Quality of care in England examined by case record review.
The findings of the largest study to date of the quality of care given to patients in the UK with COVID-19 are outlined in this report.
This study recruited a sample and demographic representative of English hospitals’ experience of the COVID-19 pandemic. It gathered information about the quality of care delivered from 19 organisations in England which between them accounted for a population of almost 10.5 million people. These organisations collectively looked after over 26,000 patients with COVID-19 in 2020 with over 6,000 patients dying with the condition in their care. They reviewed 510 patient cases and their care to identify learnings from the pandemic.
Using a modified version of an established and validated Structured Judgement Review process already used by many clinicians in the retrospective case record analysis of acute hospital deaths, the study concludes that overall care delivered was judged to have been adequate or better in 96.5% of the patient cases.
Care judged to be poor overall was very uncommon and occurred in only 3.5% of the total sample.
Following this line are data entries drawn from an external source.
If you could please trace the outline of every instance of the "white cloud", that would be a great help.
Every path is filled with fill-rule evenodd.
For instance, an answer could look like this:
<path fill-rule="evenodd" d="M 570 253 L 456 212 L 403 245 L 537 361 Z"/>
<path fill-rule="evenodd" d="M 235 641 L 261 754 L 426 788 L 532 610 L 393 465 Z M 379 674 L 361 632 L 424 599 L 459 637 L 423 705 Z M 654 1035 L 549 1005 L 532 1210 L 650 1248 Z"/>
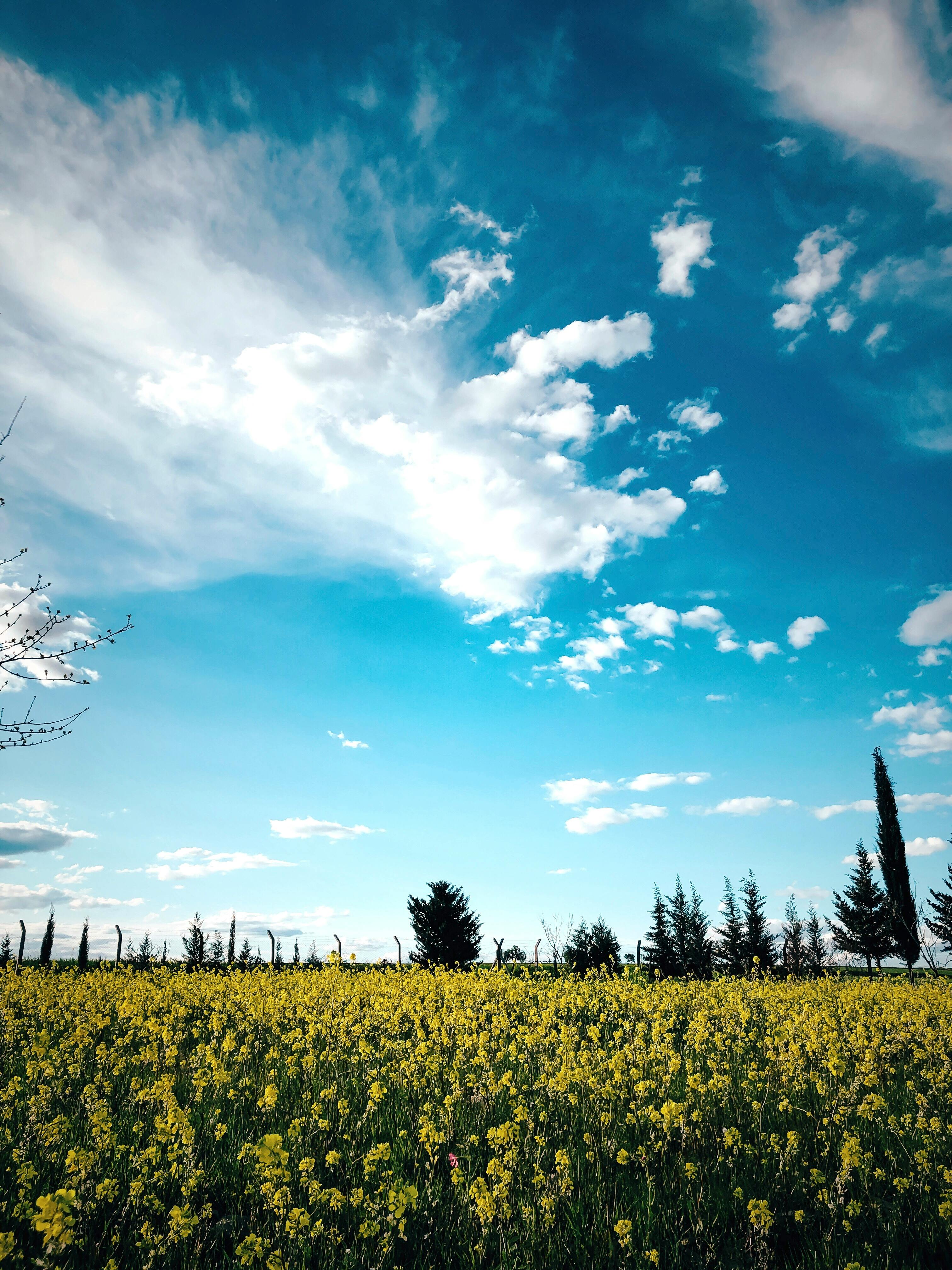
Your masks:
<path fill-rule="evenodd" d="M 724 483 L 724 478 L 715 467 L 712 471 L 707 472 L 704 476 L 696 476 L 691 483 L 692 494 L 726 494 L 727 486 Z"/>
<path fill-rule="evenodd" d="M 823 617 L 797 617 L 787 627 L 787 643 L 791 648 L 809 648 L 821 631 L 830 627 Z"/>
<path fill-rule="evenodd" d="M 341 748 L 344 749 L 369 749 L 371 747 L 364 740 L 348 740 L 343 732 L 327 732 L 329 737 L 334 740 L 339 740 Z"/>
<path fill-rule="evenodd" d="M 60 851 L 77 838 L 95 838 L 95 833 L 70 829 L 65 824 L 8 820 L 0 823 L 0 855 L 17 855 L 20 851 Z"/>
<path fill-rule="evenodd" d="M 575 776 L 564 781 L 546 781 L 542 789 L 548 790 L 546 798 L 550 803 L 579 806 L 581 803 L 594 803 L 600 794 L 612 789 L 612 782 L 593 781 L 588 776 Z"/>
<path fill-rule="evenodd" d="M 774 312 L 774 328 L 800 330 L 805 326 L 814 316 L 814 301 L 838 286 L 843 263 L 853 251 L 854 244 L 842 237 L 830 225 L 807 234 L 793 257 L 797 272 L 779 288 L 791 302 Z"/>
<path fill-rule="evenodd" d="M 767 34 L 762 81 L 787 112 L 839 133 L 849 149 L 892 155 L 913 175 L 952 189 L 938 9 L 885 0 L 757 0 L 757 9 Z"/>
<path fill-rule="evenodd" d="M 845 305 L 836 305 L 826 318 L 826 325 L 831 331 L 839 335 L 848 331 L 854 321 L 856 316 L 849 311 L 849 309 L 847 309 Z"/>
<path fill-rule="evenodd" d="M 666 806 L 651 806 L 649 803 L 632 803 L 623 812 L 613 806 L 590 806 L 581 815 L 574 815 L 565 822 L 569 833 L 600 833 L 612 824 L 628 824 L 631 820 L 656 820 L 668 815 Z"/>
<path fill-rule="evenodd" d="M 924 599 L 899 629 L 904 644 L 944 644 L 952 640 L 952 591 L 941 591 L 934 599 Z"/>
<path fill-rule="evenodd" d="M 748 654 L 748 657 L 753 657 L 753 659 L 759 664 L 770 653 L 779 653 L 779 649 L 777 648 L 777 645 L 773 643 L 772 639 L 760 640 L 759 644 L 757 643 L 757 640 L 749 639 L 748 646 L 744 652 Z"/>
<path fill-rule="evenodd" d="M 288 817 L 287 820 L 272 820 L 272 833 L 275 838 L 358 838 L 363 833 L 382 833 L 382 829 L 368 829 L 366 824 L 339 824 L 336 820 L 315 820 L 311 815 Z"/>
<path fill-rule="evenodd" d="M 668 418 L 673 419 L 679 428 L 691 428 L 702 436 L 711 432 L 720 423 L 724 415 L 718 410 L 711 409 L 710 399 L 715 396 L 717 389 L 708 389 L 704 396 L 685 398 L 683 401 L 671 403 L 668 408 Z"/>
<path fill-rule="evenodd" d="M 665 296 L 693 296 L 694 283 L 691 271 L 694 265 L 710 269 L 713 260 L 707 254 L 711 250 L 711 229 L 713 222 L 701 216 L 688 213 L 680 220 L 680 213 L 665 212 L 661 224 L 651 231 L 651 245 L 658 251 L 660 269 L 658 290 Z"/>
<path fill-rule="evenodd" d="M 791 155 L 798 155 L 802 149 L 802 144 L 796 137 L 781 137 L 772 146 L 764 146 L 764 150 L 776 150 L 781 159 L 790 159 Z"/>
<path fill-rule="evenodd" d="M 631 781 L 623 781 L 623 785 L 636 794 L 647 794 L 649 790 L 663 789 L 665 785 L 701 785 L 710 780 L 710 772 L 642 772 Z"/>
<path fill-rule="evenodd" d="M 880 351 L 880 344 L 883 342 L 883 339 L 889 335 L 891 330 L 892 330 L 892 323 L 889 321 L 876 323 L 873 329 L 863 340 L 863 347 L 868 348 L 875 357 Z"/>
<path fill-rule="evenodd" d="M 674 627 L 678 625 L 678 613 L 674 608 L 664 608 L 652 599 L 640 605 L 619 605 L 618 612 L 625 613 L 635 627 L 635 639 L 671 639 Z"/>
<path fill-rule="evenodd" d="M 788 798 L 729 798 L 717 806 L 685 806 L 688 815 L 760 815 L 774 806 L 796 806 Z"/>
<path fill-rule="evenodd" d="M 937 851 L 944 851 L 948 842 L 944 838 L 913 838 L 906 842 L 908 856 L 934 856 Z"/>
<path fill-rule="evenodd" d="M 518 230 L 504 230 L 499 221 L 494 221 L 491 216 L 486 216 L 485 212 L 475 212 L 466 203 L 453 203 L 453 206 L 447 212 L 447 216 L 456 217 L 461 225 L 472 225 L 473 229 L 486 230 L 487 234 L 493 234 L 496 241 L 501 246 L 509 246 L 517 239 L 520 239 L 526 231 L 526 226 L 520 225 Z"/>
<path fill-rule="evenodd" d="M 94 109 L 10 60 L 0 95 L 0 387 L 30 385 L 42 444 L 17 452 L 24 484 L 107 536 L 95 559 L 66 542 L 76 577 L 182 585 L 326 556 L 413 574 L 429 556 L 420 584 L 479 616 L 594 578 L 684 512 L 668 489 L 632 497 L 548 457 L 600 425 L 571 371 L 646 354 L 650 320 L 517 331 L 506 368 L 461 384 L 446 319 L 510 265 L 451 251 L 429 304 L 395 248 L 357 258 L 353 235 L 419 216 L 357 135 L 296 147 L 147 94 Z M 429 91 L 430 123 L 437 108 Z M 80 484 L 77 447 L 95 474 Z"/>
<path fill-rule="evenodd" d="M 274 823 L 274 822 L 272 822 Z M 206 851 L 204 847 L 179 847 L 159 851 L 159 865 L 146 865 L 146 872 L 157 881 L 180 881 L 187 878 L 208 878 L 212 874 L 236 872 L 240 869 L 293 869 L 289 860 L 249 855 L 246 851 Z"/>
When it did occur, it was related to end-of-life care issues, nosocomial infections, delays in assessment and the two linked issues of poor communication and poor documentation.
The study looked at significant variations between hospitals when it came to end-of-life care experiences, assessment, documentation and communication, senior review, do not attempt resuscitation decisions and discharge planning. This revealed both excellent care and care that could have been improved, illustrated in a series of vignettes.
The report includes a number of recommendations for the NHS and healthcare teams.